# indecision



## wasted (Jul 30, 2010)

everywhere i go i seem to be discontent, which drives me to travel, to run away, searching for something i'll never find. i had my own apartment and a job, the goal of starting a band in a bumfuck town to make it better. once that fell apart there was no focus, no purpose. moved back to my dad's and the isolation of the woods drove me back to insanity, so i came back to this bumfuck town of williamsport which is the largest city for miles, although it's population is only 32,000. it's easy to lose perspective here. 

i've been bumming around the town, staying on peoples floors, sleeping outside and gettin' rained on, trying to get my feet planted and try to start a band again. i've got this biting wanderlust, this feeling that if i leave this area i could find what i'm looking for, that by staying here i am wasting my time, wasting my youth. but i also have the hope that staying in this town i will find what i'm looking for internally, and not have to travel looking externally. problem is it's a pretty culturally dead town, i've gotta be the one to start this culture. there are maybe 3 or 4 punks, not including me. no venues, nothing fun to do, i always seem depressed and bored and everyone else does too. i've got a job interview at wendy's tonight and it worries me. do i want to plant my feet here?

there's always the road, but i always get caught up in situations that aren't that great, such as being in a strange city at night with nobody around and nothing to do, nowhere to go, no comfort. indecision plagues me.

any advice?


----------



## wildboy860 (Jul 30, 2010)

i think you'll have much better luck finding what your looking for if you leave and travel. cuase whatever it is it sure aint gonna come to you! get out there and do it. try and prevent yourself from getting in those stickey situations on the road. even though some of them are inevitable.


----------



## BanMatt (Jul 30, 2010)

"It's not the destination, it's the journey." Ralph Waldo Emerson

All things come in time.
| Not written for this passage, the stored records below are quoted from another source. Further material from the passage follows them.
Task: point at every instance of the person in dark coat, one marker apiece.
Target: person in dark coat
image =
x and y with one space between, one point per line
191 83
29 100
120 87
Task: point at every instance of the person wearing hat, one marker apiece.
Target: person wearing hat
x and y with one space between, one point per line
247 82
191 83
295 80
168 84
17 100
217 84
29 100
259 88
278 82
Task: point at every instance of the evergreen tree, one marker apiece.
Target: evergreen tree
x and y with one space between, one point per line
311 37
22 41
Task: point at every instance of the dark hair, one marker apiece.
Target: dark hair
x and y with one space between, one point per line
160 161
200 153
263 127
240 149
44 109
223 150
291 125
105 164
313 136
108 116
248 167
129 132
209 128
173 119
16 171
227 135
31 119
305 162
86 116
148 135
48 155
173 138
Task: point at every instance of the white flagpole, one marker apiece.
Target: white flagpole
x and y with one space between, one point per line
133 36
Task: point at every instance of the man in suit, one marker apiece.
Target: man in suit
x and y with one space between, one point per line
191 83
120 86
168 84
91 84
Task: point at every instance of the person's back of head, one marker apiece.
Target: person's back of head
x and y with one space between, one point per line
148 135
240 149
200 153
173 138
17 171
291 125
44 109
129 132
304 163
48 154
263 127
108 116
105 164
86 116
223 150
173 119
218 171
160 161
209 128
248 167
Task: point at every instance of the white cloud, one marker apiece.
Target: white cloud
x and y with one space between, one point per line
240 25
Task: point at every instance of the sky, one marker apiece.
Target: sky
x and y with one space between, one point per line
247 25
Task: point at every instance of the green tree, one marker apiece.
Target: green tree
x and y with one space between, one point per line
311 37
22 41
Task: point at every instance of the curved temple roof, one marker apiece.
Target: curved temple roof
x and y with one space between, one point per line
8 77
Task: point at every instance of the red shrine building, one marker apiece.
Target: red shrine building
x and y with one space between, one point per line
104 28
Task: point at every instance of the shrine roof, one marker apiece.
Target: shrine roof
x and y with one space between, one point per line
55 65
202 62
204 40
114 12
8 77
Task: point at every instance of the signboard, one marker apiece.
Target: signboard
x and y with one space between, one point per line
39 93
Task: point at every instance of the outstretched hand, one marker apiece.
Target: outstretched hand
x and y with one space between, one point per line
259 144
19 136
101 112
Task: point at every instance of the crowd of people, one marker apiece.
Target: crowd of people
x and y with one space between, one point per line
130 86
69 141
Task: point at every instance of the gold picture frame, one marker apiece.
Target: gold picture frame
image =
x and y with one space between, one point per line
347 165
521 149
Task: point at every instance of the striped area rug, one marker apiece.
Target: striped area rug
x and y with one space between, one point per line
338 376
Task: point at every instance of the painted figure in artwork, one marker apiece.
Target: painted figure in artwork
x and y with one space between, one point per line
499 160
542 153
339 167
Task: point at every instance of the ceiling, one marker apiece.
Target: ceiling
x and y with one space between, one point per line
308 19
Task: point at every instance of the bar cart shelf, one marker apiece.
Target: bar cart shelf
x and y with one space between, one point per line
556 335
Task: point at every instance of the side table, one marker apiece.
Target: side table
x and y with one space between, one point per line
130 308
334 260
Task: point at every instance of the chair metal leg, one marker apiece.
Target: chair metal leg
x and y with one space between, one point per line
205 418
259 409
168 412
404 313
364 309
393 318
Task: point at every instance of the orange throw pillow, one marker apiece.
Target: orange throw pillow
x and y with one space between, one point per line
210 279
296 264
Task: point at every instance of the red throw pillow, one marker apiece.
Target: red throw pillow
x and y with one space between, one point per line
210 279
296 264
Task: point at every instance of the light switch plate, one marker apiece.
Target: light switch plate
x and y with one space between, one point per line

Dude also said something like "Life isn't about finding yourself, it's about creating yourself". Smart man.


----------



## wildboy860 (Jul 30, 2010)

and also, you seem to know what your looking for, so it will be alot easier to find when you come across it.


----------



## Panoramicperspective (Jul 30, 2010)

Yew have found yourself
Recognizing that yew are where yew are
that when in the isolation of nothing yew find yourself troubled and worried.
sounds like yew've just gotta talk to some people meng, 
try volunteering at the local bike shop or something where money isn't given 
just exchange for food or board for the night / week

and when yew feel like moving on foward do so!
live in the momment buddy , and i mean that in the highest regard.

Sometimes we wander , other times stand at will
seemingly partner your mind is quite ill

so to me and to yew and to all here around ; remember my friend your feet were always first planted inside the ground


----------



## coolguyeagle76' (Jul 30, 2010)

get a busking group together, travel the country by hook or by krook, find a place you like, people you love, take over or be taken over or both. exercise to keep your mind focused, and for god sake, (i dont know you) but if you wind up working at wendy's cause you were lazy or indecisive, instead of taking a rare chance on a life of fullfillment or at least self reliance few people even believe possible, i will come to your town and kick your ass. personally, and then well get on a train. i hate to make this my buisness cause its obviously not, but its simple, if your not happy with your life or at least taking steps to get there, you are wasting YOUR time. and you cant kill time without injuring infinity. period.


----------



## BrittanyTheBananarchist (Jul 30, 2010)

maybe travel to a place with a good music scene and start up a band there. but i think it was well put from banmatt with the quote "It's not the destination, it's the journey." i think youll get a lot out of traveling.
good luck!


----------